Yeri göğü yaratan kâinatın sahibi; makro alemde uçsuz bucaksız evrenin nizamını var eden, mikro alemde gözümüzle göremediğimiz varlıklara hükmeden Allah var. Eşi benzeri olmayan, tapılacak olan Allah bizden kendisini tanımamızı, akletmemizi istiyor. Kulluk, fıtrat gereği insanın güvende olduğunu hissettiği güçlü bir varlığa sığınması. Gücü de yaratan Allah’ı gönderdiği peygamberler ve kitaplar ile tanıyoruz. Tüm semavi dinler için vazgeçilmez olan, kâinatın ulu mimarı veya evrenin yaratıcısı olan tanrı; sığınılacak ve muhtaç olunacak tek kapı…
İnanmayan insanlar veya bu şuuru içselleştirememiş inandığını söyleyen insanlar için farklı kapıların arayışı normaldir. Bu durum ikrar edilmese bile, kişinin kendi nefsini, egosunu, idealini, toplumu, devleti, serveti, güç sahiplerini ve kişileri putlaştırmaya kadar gidebilir. Evrensel değerlerin, insanlığın ortak kabullerinin, sağduyunun, aklın zaman içerisinde kaybolduğu durumların ve neticesinde savaşların, açlığın, adaletsizliğin ana sebebi budur…

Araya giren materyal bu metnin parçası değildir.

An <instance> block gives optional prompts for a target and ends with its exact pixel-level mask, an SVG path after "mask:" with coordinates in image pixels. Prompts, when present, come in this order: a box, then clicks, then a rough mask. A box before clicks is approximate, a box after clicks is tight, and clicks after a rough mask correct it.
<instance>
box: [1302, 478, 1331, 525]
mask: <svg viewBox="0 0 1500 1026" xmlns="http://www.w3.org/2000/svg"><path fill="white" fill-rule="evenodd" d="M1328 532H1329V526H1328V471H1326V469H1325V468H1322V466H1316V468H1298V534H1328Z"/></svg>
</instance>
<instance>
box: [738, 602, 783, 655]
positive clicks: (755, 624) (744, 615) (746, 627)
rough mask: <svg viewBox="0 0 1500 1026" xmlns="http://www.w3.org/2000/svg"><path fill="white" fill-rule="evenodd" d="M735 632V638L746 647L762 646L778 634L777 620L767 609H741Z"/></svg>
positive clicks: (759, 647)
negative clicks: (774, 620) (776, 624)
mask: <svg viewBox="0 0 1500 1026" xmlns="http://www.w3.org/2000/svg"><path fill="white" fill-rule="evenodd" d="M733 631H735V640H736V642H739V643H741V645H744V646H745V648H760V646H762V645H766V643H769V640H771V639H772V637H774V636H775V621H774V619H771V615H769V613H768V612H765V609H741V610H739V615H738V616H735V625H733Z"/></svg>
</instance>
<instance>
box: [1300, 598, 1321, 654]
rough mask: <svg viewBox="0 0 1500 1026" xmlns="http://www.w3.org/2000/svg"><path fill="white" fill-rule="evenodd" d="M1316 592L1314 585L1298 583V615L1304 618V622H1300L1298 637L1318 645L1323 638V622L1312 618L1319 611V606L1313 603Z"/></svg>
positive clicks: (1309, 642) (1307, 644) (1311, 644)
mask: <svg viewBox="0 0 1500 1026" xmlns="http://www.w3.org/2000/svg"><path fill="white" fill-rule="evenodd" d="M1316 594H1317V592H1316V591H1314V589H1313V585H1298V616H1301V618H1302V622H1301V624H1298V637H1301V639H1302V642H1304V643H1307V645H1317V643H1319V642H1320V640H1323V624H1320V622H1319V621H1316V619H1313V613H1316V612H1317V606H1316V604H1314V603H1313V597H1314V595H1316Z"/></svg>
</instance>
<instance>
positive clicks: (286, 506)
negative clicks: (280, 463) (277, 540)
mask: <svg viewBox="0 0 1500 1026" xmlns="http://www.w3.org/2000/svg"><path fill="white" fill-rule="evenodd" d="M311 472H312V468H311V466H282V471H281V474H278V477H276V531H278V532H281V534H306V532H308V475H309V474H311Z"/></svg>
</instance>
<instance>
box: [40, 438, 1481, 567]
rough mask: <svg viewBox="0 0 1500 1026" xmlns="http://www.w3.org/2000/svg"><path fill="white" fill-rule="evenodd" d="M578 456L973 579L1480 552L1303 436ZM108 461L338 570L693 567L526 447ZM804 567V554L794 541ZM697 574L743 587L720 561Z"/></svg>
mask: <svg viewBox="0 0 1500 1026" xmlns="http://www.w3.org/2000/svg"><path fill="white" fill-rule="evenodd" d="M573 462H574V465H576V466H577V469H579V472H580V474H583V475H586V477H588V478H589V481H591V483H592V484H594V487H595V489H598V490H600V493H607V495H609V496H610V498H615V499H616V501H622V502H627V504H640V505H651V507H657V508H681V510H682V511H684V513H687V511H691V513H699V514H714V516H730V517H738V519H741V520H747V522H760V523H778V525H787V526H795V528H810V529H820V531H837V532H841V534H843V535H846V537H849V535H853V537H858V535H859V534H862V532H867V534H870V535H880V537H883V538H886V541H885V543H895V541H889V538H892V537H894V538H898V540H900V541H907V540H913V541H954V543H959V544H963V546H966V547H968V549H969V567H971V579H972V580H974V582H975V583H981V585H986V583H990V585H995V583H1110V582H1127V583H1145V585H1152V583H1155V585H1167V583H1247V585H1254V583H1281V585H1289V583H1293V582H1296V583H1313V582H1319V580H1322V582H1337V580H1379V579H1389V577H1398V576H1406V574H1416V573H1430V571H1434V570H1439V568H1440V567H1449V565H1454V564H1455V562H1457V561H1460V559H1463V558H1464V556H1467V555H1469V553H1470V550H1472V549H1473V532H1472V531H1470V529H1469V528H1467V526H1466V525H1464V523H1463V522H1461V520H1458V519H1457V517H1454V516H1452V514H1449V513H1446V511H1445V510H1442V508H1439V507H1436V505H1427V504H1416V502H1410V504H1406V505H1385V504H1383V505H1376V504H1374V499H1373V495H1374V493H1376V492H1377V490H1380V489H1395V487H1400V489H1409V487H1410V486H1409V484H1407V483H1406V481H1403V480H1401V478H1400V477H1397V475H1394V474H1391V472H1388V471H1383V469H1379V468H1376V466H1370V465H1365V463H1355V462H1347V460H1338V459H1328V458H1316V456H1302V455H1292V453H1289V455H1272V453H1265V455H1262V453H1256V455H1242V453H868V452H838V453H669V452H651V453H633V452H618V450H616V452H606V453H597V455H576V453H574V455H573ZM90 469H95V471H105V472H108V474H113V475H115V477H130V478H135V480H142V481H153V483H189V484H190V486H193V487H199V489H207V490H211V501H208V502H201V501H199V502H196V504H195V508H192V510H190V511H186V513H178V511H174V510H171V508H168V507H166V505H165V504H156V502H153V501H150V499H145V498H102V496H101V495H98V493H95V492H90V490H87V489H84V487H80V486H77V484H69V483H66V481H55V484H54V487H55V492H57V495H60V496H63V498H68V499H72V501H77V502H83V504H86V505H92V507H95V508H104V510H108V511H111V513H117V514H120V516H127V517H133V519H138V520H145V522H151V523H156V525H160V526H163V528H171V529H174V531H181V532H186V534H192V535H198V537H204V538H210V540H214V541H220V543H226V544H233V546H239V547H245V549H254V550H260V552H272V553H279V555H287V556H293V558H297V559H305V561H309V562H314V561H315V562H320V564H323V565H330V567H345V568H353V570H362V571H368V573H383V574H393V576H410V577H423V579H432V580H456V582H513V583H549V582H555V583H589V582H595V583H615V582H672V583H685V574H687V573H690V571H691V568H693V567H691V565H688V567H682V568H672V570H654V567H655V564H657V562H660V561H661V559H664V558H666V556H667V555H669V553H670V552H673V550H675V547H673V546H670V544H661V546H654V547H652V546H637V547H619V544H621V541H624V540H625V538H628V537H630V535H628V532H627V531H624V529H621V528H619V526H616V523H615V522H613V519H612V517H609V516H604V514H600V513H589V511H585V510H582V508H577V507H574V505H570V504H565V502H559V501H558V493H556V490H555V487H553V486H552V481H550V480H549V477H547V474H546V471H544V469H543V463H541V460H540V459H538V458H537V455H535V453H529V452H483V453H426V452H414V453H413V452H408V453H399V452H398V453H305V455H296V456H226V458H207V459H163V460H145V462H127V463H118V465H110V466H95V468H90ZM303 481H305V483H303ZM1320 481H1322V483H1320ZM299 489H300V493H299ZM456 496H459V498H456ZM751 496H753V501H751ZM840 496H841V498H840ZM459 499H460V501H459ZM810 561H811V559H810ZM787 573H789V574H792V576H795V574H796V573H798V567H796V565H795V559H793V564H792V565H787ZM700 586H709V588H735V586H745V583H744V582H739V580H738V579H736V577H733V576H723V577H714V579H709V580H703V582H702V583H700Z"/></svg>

Aleme nizam verme iddiasında olan insanların bu şuurdan yoksun olması, kendi süfli emelleri için, dünya menfaati için kula kulluk etmesi zaman içerisindeki yozlaşma ile benimsenir oldu. Halbuki hem Allah’ın kuluyum deyip hem de güce kayıtsız şartsız bağlanmak hiçbir dinde hoş görülmemiştir. Peygamberler dahi tüm semavi dinlerde Allah korumasa hata yapabilir iken, kurumları, kişileri hatasız addedip, peşinden gitmek hatta cansiperane savunmak, hatalarına ortak olmak değil midir?” Kişi sevdiği ile beraberdir” ve bu söz ahiret inancı olanlar için ölümden sonraki hayatı da işaret ederken…
“Gerçek olan din afyon değildir, uyandırmadır, diriliştir, özgürlüktür, adalettir, kula kulluk etmemektir.”
Son peygamber vefat edince en yakın arkadaşı Ebubekir böyle söylüyor. “Muhammed’e tapıyorsanız bilin ki o öldü, Allah’a kul olacaksanız o Baki’dir” diyor. Asırlardır dizelerini öğütlerini severek okuduğumuz dinlediğimiz bilge insanlar, alim insanlar bize böyle söylüyor.
“Rızkımı veren Hüdadır kula minnet eylemem
Ey Nesimi, can Nesimi ol gani mihman iken
Yarın şefaatlarım Ahmedi Muhtar iken
Cümlenin rızkını veren ol gani serdar iken
Yeryüzünün halifesi hünkara minnet eylemem”
Hak aşığı Nesimi’den öğrendiğimiz ancak uygulamakta başarılı olamadığımız bu kulluk, Milli şairimiz Mehmed Akif Ersoy tarafından yazılan İstiklal Marşı’mızda da var.